C'est un premier album varié et dense que nous offre Harmonic Permanent Drive. Derrière ce nom mystérieux, on retrouve Eric Martin au chant et à la guitare. C'est une voix qui porte, capable de délicatesse ("On my Hand") et de rugosités ("The Monkey in my Brain"). C'est lui qui anime We Insist !
Pour faire corps, il faut ajouter Syn-Anton (son propre projet syn, mais aussi un temps dans Treponem Pal, associé à Von Magnet, etc.). De lui viennent les arrangements, les samples, les composantes "machines" de la musique. C'est important car HPD ne souhaite pas se restreindre à la dimension du rock à la papa. De toutes façons, avec sa guitare et des riffs proches de ceux de Drive Blind (pour ceux qui auraient loupé We Insist !), Eric a déjà bousculé la noise pour la faire évoluer.

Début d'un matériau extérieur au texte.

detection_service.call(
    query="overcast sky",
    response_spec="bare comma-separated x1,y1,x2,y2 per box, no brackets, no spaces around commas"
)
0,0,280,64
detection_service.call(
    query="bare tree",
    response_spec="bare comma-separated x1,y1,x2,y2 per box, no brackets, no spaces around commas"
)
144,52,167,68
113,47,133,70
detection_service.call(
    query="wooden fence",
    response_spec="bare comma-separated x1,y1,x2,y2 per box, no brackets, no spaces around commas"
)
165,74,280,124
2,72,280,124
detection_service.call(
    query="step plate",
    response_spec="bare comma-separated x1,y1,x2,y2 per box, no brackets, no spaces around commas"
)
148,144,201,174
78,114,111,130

Cependant, le groupe est bon dans le domaine large du rock, associant aussi bien les années 1970 pour leur format pop mélancolique et les années 1990 / 2000 pour la manière de transformer les rugissements des guitares et les accords bancals en décorations singulières ("Holy Glory", "Is there Something to kill ?"). Non, le style de Syn-Anton, on le retrouve par exemple sur les souffles de "The World has stopped", dans des cordes et tout de même des rythmiques et des parasites lointains sur "is there Something to kill ?". C'est très bien fait, ça ne surcharge pas la composition. La dominante reste "rock".

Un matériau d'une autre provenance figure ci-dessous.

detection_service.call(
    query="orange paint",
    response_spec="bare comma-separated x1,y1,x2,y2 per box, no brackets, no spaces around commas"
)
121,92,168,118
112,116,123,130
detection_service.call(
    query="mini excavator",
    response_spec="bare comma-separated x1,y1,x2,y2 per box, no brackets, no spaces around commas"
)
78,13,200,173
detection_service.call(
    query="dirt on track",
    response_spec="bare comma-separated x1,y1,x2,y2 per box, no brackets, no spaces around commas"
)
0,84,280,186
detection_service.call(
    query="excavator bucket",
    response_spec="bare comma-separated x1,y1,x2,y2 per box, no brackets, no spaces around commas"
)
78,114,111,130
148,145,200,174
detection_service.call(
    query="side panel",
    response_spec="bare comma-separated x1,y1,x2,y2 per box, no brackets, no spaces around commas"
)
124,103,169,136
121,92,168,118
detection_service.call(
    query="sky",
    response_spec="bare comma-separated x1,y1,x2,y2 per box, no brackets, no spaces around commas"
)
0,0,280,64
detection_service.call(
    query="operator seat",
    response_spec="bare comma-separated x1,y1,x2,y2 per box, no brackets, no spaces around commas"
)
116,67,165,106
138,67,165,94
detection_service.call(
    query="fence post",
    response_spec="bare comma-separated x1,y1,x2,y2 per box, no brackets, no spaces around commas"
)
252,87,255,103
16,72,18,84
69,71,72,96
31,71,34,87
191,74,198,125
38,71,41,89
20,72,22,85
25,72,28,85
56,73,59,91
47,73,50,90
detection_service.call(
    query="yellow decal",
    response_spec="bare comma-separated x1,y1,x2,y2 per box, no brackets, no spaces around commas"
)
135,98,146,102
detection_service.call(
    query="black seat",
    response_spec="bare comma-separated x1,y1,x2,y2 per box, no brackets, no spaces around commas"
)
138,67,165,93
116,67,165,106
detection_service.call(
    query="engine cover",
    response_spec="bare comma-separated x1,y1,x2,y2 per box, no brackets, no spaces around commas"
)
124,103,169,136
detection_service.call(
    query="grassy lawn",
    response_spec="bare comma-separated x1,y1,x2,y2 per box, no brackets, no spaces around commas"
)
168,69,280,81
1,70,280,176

Il faut donc un batteur. C'est Etienne Gaillochet, un des membres de We Insist ! et de Zarboth. Il a ce groove cabossé, décalé, inventif très bien capté et rendu ici. Il porte les morceaux, accompagne les riffs, donne une hauteur, une élégance en même temps qu'un impact rock'n'roll. C'est le plus difficile : ne pas entraîner la formation vers quelque chose de trop brutal, de trop direct ("The Monkey in my Brain"). Il me fait penser à l'équilibre que Quentin Rollet avait dû trouver dans Prohibition. Je sens que c'est vers lui que Syn-Anton a dû se tourner pour trouver la bonne place. Démarrer le projet avec cette maîtrise, c'est un point de départ élevé.
Aurélien Esquivet joue de la basse. Je ne connais pas les groupes dans lesquels il officie, je découvre donc son jeu. Multiplicité des intentions, il est capable de se fondre dans l'écrin puis de prendre plus de place ("Graveyard" bourrin, cassé, opiniâtre), de multiplier les atmosphères, parfois dans un seul morceau. Le voir dans les clips est aussi une ouverture.

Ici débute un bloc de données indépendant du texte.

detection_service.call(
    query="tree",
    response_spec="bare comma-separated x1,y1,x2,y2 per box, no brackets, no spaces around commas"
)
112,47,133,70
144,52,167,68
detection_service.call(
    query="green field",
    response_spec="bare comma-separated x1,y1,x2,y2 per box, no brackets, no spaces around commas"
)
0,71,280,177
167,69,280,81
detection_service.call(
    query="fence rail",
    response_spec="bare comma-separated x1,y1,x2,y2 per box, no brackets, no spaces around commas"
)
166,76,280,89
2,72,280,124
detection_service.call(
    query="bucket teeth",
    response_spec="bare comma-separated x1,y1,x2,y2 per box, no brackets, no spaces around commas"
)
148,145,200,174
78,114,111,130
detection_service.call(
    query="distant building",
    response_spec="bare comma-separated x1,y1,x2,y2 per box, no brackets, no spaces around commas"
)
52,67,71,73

Il se dégage alors du groupe un aspect foisonnant, débordant. Si je cale sur ma tentative de définition leurs harmoniques glissées, je pense à Voïvod, alors même que les deux groupes n'ont rien à voir. HPD ne peut être affilié à une scène metal et Voivod ne fait pas de titres aussi courts. Pourtant, "Stuck in a Life" a cette assise mouvante, spatiale, hors du temps et de la logique, et "The fuckin’ Way" oscille dans son final entre rock psyché à la Floyd et pesanteur moderne, sans être démonstratif comme feu le math-rock. "Our living Place" me ramène à l'audace de certains pères de la fusion : Fishbone aurait apprécié son démarrage, son "chaloupement" (super parties rythmiques derrière).
Les objectifs sont donc forts : de la liberté, de la technique, un zest de spleen et deux grosses louches d'énergie, pas plus, pas moins. C'est un bel ensemble.
Celui-ci sera renforcé par la mise en scène d'un univers visuel. La pochette cache son contenu (dommage), les clips, eux, commencent à faire émerger un clair-obscur, une agressivité contrôlée et une folie cathartique ("The Monkey in my Brain" pris en charge vocalement par tous les musiciens). Le noir et blanc attaqué par la couleur, les gros plans, les visages en extase ou en transe (utilisation de la déformation) donnent une profondeur à cette envie de jammer et de se posent en alternance. Beauté et réconfort, craintes et pulsions de survie : c'est un efficace reflet du moment présent.